Taylor claims that he had good cause for not waiving service of process because he "could not obtain authority from any responsible person and/or entity" to do so. Def.'s Aff. ¶ 4. However, as Plaintiff points out, the copy of the request for waiver of service was sent to him as a courtesy concurrently with the copy that was sent to the statutory agent CT, and that the waiver named CT as the statutory agent of record for Moulton. Pl.'s Reply 1; Pl.'s Mot. Ex. A. Additionally as of December 9, 2008, the Ohio Secretary of State's website continued to list CT as the active agent for Moulton. Pl.'s Reply Ex. C. This shows a responsible entity could be found. Although there is an issue as to whether CT considers itself the statutory agent of Moulton, created by their indication that Moulton has "discontinued their services[,]" they were still the agent authorized by Ohio law to be served on behalf of Moulton, and authorized to waive service of process. Doc. 40 at 1. CT implicitly recognized that they were still the agent authorized by law in Ohio for Moulton in its October 15, 2008 letter to the Court by stating that they were "returning them [the papers] to you and filing resignation of agent in all states where permitted." Id. (Emphasis added.) It may be noted that on January 30, 2009, a resignation was filed with the Ohio Secretary of State, effectuating termination authority as statutory agent 30 days thereafter.
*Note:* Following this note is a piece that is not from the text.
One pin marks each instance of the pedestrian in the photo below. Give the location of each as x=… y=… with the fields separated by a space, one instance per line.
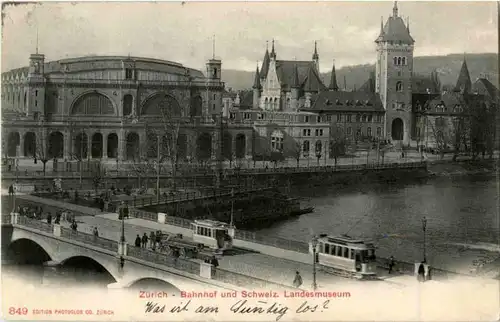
x=391 y=264
x=152 y=240
x=421 y=273
x=297 y=281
See http://www2.sos.state.oh.us/reports/rwservlet?imgc Din= 200903001276. However, this occurred over six months after waiver had been requested, and over four months after service of summons had been issued by the Clerk of Court.
CONCLUSION
Because CT was the agent authorized by law to waive or accept service for Moulton, good cause did not exist for denial of the waiver, and the costs and fees incurred by the Plaintiff to effectuate service must be imposed upon Defendant pursuant to Fed.R.Civ.P. 4(d)(2). The Court hereby GRANTS Plaintiff's Motion for Attorney Fees and Costs Incurred in Making Service, in the amount referenced in Plaintiff's Reply Exhibit D, $994.00. The Court takes note that the amount stated in Plaintiff's Reply at page three, is inconsistent with the invoice attached to that document, and regards this as a typographical error.
Under the provisions of 28 U.S.C. § 636(b)(1)(A), Rule 72(a), Fed.R.Civ.P., and Eastern Division Order No. 91-3, pt. F, 5, either party may, within ten (10) days after this Order is filed, file and serve on the opposing party a motion for reconsideration by the District Judge. The motion must specifically designate the Order, or part thereof, in question and the basis for any objection thereto. The District Judge, upon consideration of the motion, shall set aside any part of this Order found to be clearly erroneous or contrary to law.